Bitcoin (
BTC
) experienced a 2% increase in value over the past 24 hours, bouncing back after struggling to surpass the $61,500 resistance level for two days. The current upward movement, which has seen Bitcoin maintain prices above $62,500, demonstrates that the cryptocurrency can still undergo positive price fluctuations despite net outflows of $100 million from the U.S. spot Bitcoin exchange-traded fund (ETF) over the course of four days.
The daily flows of the U.S. spot Bitcoin ETF, measured in USD million, can be seen in the chart provided by Farside Investors.
Several factors have contributed to the improved sentiment surrounding cryptocurrencies. One of these factors is China’s announcement of issuing $138 million in long-term bonds to stimulate the economy. Although this announcement was expected since March, it serves as a confirmation that governments are recognizing the increased risks of recession. This response was prompted by data indicating that China’s aggregate credit decreased in April, marking the first decline in seven years.
Zou Wang, an investment director at Shanghai Anfang Private Fund Management, stated to Reuters that the market is now anticipating further liquidity injections from China’s central bank, which could include interest rate cuts. These actions would exacerbate the issues caused by recent expansive measures taken by the U.S. Federal Reserve (Fed), which led to the first increase in the U.S. monetary supply in March in two years.
The chart provided by Fed Saint Louis illustrates the U.S. M1 monetary base measured in USD.
While injecting more money into the economy may initially seem beneficial, it can lead to higher inflation over time, especially if companies and individuals delay spending and investment. As fixed-income investors realize that their returns are barely keeping up with rising inflation, assets like Bitcoin, which are scarce, may become more appealing.
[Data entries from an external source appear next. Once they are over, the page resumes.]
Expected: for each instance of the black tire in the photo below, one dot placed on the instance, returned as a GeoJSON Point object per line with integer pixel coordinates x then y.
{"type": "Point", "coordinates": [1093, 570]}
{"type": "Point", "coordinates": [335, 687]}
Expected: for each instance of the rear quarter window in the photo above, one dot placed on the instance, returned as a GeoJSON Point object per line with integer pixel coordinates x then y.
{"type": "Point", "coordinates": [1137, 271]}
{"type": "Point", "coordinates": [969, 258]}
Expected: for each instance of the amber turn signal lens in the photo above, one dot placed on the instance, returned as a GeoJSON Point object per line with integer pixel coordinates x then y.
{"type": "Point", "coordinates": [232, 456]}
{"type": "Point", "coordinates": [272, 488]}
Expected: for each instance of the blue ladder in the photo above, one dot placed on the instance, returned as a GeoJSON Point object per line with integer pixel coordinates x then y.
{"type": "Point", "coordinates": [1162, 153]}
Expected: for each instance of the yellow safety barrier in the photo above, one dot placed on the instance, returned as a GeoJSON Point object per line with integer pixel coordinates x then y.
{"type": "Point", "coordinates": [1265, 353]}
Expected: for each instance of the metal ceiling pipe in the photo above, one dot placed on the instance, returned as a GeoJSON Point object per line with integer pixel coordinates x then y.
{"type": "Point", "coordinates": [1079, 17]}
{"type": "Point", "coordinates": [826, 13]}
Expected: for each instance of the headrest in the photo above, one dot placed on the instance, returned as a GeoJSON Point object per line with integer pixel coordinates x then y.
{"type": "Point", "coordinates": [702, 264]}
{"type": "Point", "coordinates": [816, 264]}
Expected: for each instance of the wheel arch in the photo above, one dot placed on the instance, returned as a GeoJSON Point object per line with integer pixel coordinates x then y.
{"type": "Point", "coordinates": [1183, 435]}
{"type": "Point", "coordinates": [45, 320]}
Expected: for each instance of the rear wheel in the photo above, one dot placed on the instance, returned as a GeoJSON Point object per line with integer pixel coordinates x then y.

Ultimately, investors are likely preparing for a continuous trend where governments will need to provide liquidity to prevent economic crises. While some argue that the stock market would primarily benefit from this increased liquidity, high interest rates negatively impact companies by raising their capital costs. Any debt issued in the past 16 years will face significantly higher rates when refinancing.
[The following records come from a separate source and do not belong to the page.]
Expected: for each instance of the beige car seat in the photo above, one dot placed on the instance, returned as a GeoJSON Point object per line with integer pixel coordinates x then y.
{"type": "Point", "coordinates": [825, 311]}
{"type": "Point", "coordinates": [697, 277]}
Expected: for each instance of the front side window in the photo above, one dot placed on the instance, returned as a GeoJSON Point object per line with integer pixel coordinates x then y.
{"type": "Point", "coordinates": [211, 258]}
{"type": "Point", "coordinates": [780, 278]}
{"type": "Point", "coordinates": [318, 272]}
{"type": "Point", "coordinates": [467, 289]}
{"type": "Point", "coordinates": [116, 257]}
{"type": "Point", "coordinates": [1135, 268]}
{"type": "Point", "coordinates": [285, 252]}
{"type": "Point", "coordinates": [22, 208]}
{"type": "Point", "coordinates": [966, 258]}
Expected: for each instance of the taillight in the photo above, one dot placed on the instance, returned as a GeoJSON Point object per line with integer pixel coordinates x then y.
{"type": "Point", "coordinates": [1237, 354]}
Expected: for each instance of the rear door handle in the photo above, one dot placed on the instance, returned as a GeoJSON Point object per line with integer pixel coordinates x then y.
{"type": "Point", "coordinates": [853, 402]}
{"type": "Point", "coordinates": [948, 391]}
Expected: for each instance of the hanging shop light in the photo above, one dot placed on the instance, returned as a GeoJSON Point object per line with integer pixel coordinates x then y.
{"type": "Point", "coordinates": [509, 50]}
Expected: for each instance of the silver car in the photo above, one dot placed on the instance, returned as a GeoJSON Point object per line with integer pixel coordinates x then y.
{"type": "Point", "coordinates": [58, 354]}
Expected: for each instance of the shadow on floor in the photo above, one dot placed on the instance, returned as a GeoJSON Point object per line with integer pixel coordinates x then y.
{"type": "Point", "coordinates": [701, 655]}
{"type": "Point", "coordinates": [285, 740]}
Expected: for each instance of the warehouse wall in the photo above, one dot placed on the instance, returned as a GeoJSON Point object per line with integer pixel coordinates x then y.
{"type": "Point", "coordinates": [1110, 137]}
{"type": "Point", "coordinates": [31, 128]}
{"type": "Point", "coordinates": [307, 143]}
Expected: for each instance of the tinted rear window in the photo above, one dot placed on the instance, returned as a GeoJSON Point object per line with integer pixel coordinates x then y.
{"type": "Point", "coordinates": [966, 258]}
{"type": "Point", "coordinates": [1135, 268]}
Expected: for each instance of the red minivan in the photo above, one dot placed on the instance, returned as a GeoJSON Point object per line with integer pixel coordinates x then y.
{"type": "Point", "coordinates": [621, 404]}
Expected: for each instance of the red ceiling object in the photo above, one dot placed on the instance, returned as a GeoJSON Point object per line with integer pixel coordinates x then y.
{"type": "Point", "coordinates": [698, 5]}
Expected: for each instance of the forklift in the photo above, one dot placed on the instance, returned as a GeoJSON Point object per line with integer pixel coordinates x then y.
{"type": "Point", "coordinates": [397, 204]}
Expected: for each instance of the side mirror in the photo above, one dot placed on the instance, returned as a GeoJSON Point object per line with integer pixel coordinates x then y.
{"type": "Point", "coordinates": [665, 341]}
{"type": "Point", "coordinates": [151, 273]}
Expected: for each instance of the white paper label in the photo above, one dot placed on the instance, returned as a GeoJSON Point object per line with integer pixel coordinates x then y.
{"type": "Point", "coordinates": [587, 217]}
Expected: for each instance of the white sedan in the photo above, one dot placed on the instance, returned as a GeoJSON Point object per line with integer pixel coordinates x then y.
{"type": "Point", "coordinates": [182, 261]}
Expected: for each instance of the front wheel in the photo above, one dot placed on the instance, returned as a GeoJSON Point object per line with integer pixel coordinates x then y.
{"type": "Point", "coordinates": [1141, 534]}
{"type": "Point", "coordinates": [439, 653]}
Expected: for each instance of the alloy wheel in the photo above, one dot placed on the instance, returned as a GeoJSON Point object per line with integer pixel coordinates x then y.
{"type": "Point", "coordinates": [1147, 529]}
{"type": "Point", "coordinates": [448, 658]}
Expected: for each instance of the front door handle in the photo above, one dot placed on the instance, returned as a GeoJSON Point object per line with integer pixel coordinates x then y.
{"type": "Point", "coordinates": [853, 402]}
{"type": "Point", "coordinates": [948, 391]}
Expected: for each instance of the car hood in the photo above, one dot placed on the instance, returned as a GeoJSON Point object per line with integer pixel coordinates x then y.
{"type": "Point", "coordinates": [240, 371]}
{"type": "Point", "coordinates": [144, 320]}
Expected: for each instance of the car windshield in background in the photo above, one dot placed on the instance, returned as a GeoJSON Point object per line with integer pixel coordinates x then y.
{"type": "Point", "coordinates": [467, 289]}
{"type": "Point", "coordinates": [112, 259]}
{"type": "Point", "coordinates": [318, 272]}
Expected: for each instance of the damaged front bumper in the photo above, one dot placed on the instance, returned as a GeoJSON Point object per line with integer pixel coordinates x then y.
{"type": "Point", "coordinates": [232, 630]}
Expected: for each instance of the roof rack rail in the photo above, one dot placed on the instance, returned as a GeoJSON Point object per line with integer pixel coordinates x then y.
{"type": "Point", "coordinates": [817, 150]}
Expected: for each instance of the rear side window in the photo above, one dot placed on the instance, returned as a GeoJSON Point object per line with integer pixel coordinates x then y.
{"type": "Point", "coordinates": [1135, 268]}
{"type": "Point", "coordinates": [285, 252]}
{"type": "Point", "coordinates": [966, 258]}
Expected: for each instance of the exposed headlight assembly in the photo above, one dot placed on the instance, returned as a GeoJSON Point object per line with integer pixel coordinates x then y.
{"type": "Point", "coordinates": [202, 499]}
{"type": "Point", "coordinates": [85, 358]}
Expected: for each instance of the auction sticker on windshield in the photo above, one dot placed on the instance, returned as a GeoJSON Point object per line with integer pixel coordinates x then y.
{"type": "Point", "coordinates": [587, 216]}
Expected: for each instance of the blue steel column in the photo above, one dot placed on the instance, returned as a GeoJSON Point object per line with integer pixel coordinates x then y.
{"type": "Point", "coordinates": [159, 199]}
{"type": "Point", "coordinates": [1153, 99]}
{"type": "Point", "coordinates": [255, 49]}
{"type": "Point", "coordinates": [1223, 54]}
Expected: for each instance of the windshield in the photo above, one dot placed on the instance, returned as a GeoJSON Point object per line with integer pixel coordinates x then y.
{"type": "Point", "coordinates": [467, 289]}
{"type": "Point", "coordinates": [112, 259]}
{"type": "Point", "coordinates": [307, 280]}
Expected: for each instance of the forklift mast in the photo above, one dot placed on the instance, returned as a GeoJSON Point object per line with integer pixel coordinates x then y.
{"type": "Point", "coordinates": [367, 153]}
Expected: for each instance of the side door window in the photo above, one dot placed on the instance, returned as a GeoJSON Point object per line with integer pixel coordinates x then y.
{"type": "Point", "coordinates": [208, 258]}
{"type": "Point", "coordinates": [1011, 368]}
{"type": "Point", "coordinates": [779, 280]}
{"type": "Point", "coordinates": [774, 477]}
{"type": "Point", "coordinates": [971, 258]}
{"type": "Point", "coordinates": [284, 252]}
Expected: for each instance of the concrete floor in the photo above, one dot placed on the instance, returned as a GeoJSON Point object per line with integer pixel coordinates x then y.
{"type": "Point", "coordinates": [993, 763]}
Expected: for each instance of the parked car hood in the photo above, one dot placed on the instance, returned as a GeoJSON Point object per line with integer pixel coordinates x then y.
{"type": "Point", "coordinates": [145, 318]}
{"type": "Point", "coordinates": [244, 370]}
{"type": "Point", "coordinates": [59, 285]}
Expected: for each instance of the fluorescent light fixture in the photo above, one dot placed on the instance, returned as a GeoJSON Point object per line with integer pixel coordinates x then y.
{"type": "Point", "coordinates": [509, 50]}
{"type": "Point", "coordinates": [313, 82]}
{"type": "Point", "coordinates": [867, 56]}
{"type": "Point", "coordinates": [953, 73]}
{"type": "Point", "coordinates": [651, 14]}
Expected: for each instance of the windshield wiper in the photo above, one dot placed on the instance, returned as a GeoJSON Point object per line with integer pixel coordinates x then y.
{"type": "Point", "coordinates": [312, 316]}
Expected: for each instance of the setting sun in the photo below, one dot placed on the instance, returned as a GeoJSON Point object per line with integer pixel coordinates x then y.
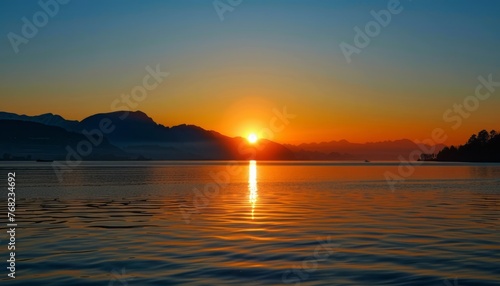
{"type": "Point", "coordinates": [252, 138]}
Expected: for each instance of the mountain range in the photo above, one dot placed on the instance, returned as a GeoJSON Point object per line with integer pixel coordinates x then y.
{"type": "Point", "coordinates": [124, 135]}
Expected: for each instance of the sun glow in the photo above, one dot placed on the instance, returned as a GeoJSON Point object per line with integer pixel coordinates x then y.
{"type": "Point", "coordinates": [252, 138]}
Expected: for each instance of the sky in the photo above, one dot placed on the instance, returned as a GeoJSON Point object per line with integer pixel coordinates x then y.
{"type": "Point", "coordinates": [231, 70]}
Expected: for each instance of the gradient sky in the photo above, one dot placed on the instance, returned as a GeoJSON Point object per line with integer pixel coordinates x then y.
{"type": "Point", "coordinates": [229, 75]}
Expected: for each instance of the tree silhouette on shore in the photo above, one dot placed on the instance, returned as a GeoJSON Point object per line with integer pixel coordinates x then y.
{"type": "Point", "coordinates": [481, 147]}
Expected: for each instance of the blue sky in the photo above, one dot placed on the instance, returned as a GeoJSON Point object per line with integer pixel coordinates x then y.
{"type": "Point", "coordinates": [91, 51]}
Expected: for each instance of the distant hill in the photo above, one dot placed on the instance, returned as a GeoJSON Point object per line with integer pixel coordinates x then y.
{"type": "Point", "coordinates": [135, 135]}
{"type": "Point", "coordinates": [46, 119]}
{"type": "Point", "coordinates": [345, 150]}
{"type": "Point", "coordinates": [483, 147]}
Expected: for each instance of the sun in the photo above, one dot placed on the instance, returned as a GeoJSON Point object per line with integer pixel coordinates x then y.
{"type": "Point", "coordinates": [252, 138]}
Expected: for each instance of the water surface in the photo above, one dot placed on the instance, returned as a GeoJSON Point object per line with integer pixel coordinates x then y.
{"type": "Point", "coordinates": [256, 223]}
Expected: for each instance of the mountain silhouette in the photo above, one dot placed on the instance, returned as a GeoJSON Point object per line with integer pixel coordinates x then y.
{"type": "Point", "coordinates": [46, 119]}
{"type": "Point", "coordinates": [128, 135]}
{"type": "Point", "coordinates": [26, 140]}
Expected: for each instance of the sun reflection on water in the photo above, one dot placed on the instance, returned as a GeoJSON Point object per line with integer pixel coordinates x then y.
{"type": "Point", "coordinates": [252, 184]}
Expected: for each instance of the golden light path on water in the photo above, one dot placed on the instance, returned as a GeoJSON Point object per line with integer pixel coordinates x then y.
{"type": "Point", "coordinates": [252, 184]}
According to Yahoo Finance, last week, Fed officials hinted that interest rates may remain elevated for an extended period. Minneapolis Fed Chair Neel Kashkari stated, “I think it’s much more likely we would just sit here for longer than we expect,” while Chicago Fed Chair Austan Goolsbee remarked, “I think now we wait.” This strategy, although seemingly contradictory to the push for increased liquidity, is designed to delay inflationary pressures.
In essence, the actions taken by the U.S. central bank are aimed at encouraging companies and individuals to borrow more to support employment and consumer markets. However, the Fed cannot predict how much of this borrowed money will be spent on scarce assets as a hedge against inflation, rather than stimulating the economy. It is still too early to fully assess these risks, but Bitcoin investors remain skeptical about the Fed’s ability to achieve a soft landing.
Related:
A Japanese listed firm has added 117 BTC to its reserve assets
In a surprising turn of events on May 13, Bitcoin’s value was influenced by the return of social media influencer “Roaring Kitty,” who played a significant role in the GameStop (GME) stock rally in 2021. After being inactive on the X social network for nearly three years, the Bitcoin community is hopeful for some form of remarkable influence from this individual.
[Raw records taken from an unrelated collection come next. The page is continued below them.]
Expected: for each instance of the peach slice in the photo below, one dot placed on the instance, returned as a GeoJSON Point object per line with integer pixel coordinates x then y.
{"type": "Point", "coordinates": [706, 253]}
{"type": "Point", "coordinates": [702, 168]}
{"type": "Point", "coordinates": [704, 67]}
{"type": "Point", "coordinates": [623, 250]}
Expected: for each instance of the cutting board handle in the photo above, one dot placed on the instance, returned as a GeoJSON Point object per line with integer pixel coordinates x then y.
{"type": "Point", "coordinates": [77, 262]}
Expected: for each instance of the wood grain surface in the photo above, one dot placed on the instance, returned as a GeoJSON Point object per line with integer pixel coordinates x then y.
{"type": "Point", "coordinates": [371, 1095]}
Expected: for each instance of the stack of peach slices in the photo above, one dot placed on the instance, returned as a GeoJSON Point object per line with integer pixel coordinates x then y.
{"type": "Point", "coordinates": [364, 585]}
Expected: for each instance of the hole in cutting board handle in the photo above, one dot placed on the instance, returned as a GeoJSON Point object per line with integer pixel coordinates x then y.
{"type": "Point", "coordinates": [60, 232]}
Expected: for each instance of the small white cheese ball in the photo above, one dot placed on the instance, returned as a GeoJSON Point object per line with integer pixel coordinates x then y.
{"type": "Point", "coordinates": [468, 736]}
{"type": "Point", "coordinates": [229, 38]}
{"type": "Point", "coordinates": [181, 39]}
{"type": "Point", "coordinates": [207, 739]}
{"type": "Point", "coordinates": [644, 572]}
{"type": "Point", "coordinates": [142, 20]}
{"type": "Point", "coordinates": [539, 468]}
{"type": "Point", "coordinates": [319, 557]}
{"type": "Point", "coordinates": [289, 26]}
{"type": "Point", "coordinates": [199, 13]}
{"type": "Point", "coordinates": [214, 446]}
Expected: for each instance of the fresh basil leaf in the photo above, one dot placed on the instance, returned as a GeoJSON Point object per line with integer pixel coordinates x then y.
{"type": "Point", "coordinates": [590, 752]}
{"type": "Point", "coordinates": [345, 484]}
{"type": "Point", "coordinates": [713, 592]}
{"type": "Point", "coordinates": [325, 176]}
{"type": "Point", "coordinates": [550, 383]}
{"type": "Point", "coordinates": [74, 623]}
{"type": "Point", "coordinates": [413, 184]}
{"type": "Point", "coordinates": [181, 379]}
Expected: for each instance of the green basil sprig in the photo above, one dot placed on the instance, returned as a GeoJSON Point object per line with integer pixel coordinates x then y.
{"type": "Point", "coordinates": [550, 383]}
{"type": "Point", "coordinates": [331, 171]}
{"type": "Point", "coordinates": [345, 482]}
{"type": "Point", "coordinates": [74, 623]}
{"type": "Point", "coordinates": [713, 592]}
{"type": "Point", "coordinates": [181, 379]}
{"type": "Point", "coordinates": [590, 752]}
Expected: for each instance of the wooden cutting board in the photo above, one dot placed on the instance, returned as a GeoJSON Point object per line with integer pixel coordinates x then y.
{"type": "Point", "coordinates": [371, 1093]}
Cryptocurrency investors are anticipating a shift in sentiment towards digital assets, driven by a growing distrust in banks and traditional finance, particularly in light of recent government bailouts, such as the rescue of Republic First Bank based in Philadelphia. These investors believe that these developments may attract more participants to cryptocurrencies.
It is important to note that this article does not provide investment advice or recommendations. Every investment and trading decision carries risks, and readers should conduct their own research before making any decisions.